Published on

Backreferences - Building a Regex Engine Part 9

Backreferences are used to match the same text that has already matched in a previous capturing group. For example if you want to match a word between single or double quotes you could do something like (['"])[a-zA-Z]+(['"]) but that would match mixed quotes, like "foo'.

To avoid this you can do (['"])[a-zA-Z]+\1. The \1 means match the same thing that matched in the group one. So in the previous example, if the starting quote is a " it'll only match if the ending quote is also a ".

Corner cases: Empty and unmatched groups

The introduction above is everything there is to know for day-to-day use of backreferences. But as always, we are going to implement them in a engine, so that's not enough. There are two corner cases we need to take into account: Empty groups and unmatched groups.

There isn't a standard way to handle them, and as we will see, PCRE (Perl Compatible Regular Expressions) and Javascript handle them in different ways. Let's see a simple (and stupid) example: ()\1a. The first group doesn't match anything, so what happens if we execute the regex with the input a? Well, the group technically matches an empty string (ε/""), so \1 also matches an empty string and it succeeds.

But what if the regex was (b)?\1a?. Here the first group fails to match, but since it's optional it continues trying to match the rest and arrives at the \1, but what value does it have? It depends on the engine.

In PCRE unmatched backreferences always fails, so the regex fails too. On the contrary, in Javascript an unmatched group is the same as an empty group, so \1 matches an empty string and succeeds. I find it ironic that the language that differenciates between null and undefined doesn't differenciate between empty and unmatched groups 😝.

Let's expand this cases even more:

  • What if the backreference is before the group, or even inside it?
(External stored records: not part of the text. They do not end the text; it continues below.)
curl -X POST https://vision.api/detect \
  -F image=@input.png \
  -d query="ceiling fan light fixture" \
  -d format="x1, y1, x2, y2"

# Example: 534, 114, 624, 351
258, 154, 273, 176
For example \1(a) and (a\1). As the name BACKreference implies, they only reference past matched groups. Both are valid regex but, as before, in PCRE always fails and in Javascript they are equivalent to the regex (a)
The engine when it finds a backreference to a capturing group that is after that backreference.
  • And what if you put a backreference in an alternative? Like: (\1b|a)+.This interesting because it looks similar to a recursion.
    • PCRE: Every time the capture group matches the value of group 1 is overwritten, which changes the definition of \1 for the next match.
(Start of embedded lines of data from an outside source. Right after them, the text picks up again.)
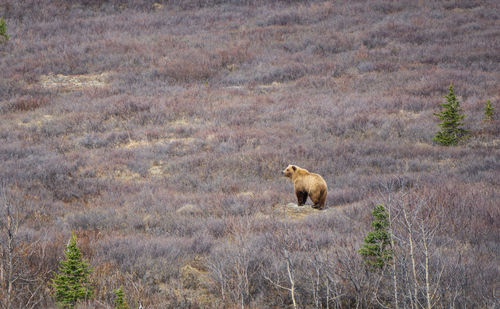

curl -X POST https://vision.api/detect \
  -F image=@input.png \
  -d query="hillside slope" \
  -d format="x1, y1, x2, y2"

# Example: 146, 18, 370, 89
0, 0, 500, 308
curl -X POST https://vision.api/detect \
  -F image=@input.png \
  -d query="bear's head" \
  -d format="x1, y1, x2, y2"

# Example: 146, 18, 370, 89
283, 165, 297, 178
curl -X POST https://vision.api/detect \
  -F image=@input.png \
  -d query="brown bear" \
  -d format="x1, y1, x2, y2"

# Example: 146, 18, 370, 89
283, 165, 328, 209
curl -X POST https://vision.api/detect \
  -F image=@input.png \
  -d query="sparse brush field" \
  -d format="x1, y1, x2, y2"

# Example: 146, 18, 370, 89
0, 0, 500, 309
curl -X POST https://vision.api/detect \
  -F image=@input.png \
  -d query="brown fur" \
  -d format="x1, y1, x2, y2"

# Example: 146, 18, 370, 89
283, 165, 328, 209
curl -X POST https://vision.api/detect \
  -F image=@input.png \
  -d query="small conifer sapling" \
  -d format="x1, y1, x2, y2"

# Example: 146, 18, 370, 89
359, 204, 392, 269
52, 233, 93, 308
0, 18, 10, 43
433, 84, 467, 146
484, 99, 493, 121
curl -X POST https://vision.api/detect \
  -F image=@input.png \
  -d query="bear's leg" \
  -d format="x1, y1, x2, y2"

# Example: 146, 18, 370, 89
295, 191, 307, 206
311, 191, 326, 209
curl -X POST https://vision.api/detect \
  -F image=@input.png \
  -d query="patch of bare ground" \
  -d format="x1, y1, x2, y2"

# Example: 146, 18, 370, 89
274, 203, 343, 219
40, 72, 109, 91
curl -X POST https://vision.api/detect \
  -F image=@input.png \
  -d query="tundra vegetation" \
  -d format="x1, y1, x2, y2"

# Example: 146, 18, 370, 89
0, 0, 500, 309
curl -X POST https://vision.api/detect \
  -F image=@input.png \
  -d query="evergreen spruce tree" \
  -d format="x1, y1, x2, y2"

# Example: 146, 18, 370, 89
484, 100, 493, 121
433, 84, 467, 146
359, 204, 392, 269
52, 233, 93, 308
0, 18, 10, 43
113, 287, 130, 309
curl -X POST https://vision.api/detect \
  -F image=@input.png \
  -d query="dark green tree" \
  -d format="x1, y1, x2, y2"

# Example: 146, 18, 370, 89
113, 287, 130, 309
484, 100, 493, 121
433, 84, 467, 146
52, 233, 94, 308
359, 204, 392, 269
0, 18, 10, 43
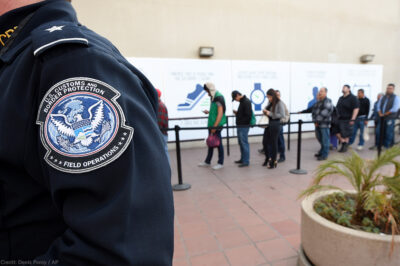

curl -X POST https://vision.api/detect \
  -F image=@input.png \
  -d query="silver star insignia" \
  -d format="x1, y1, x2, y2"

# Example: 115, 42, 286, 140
45, 26, 65, 33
      It might seem like a recursion, but it isn't. Let's see it with a classic example, balanced parenthesis ^(\(\1\)|\(\))+$. This regex looks a bit confusing with all the escaped parenthesis, but the idea is "Match () or the value of group 1 inside parenthesis". Let's see what PCRE does:

      Input Result
      ()
      (()) Doesn't work ❌. The first time the group tries to match, \1 is empty, so it tries with () and fails
      ()(()) ✔ The capturing group first matches (), then tries to match again (due to the + quantifier) with \1=()
      ()(())((())) ✔ Same as before extended a third time
      • In a way it's "sequentially recursive"... does that even make sense? In order to match nn nested parenthesis first it needs to match 1,2,3...n11, 2, 3 ... n-1 nested parenthesis.
      • PCRE has recursion with the syntax (?R). I wonder how difficult it would be to implement in this regex engine 🤔.
    • In Javascript the \1 matches an empty string, so it's equivalent to (b|a). What a downer 😞.

Implementation

Warning: This post is experimental and not as curated as the previous posts. Since I implemented it quite fast I might not have tested it enough or found some corner cases

We are going to implement backreferences in a similar way we implemented anchors. With a simple transition that will match the whole backreferenced text. As always I'll ignore the parsing and I'll assume we have an AST node called Backreference that just contains the number of the group referenced.

To make backreferences with transitions we need to give more power to matchers. Till now, a matcher received the current string and the position of the machine. Now it also needs to access the machine memory to know what's the current value of the group it's referencing.

We also need to be able to create matchers that consume a variable number of characters. If a group matches potato, the backreference matcher should consume 6 characters. So, from now on all matchers will return an object saying how many characters they consume.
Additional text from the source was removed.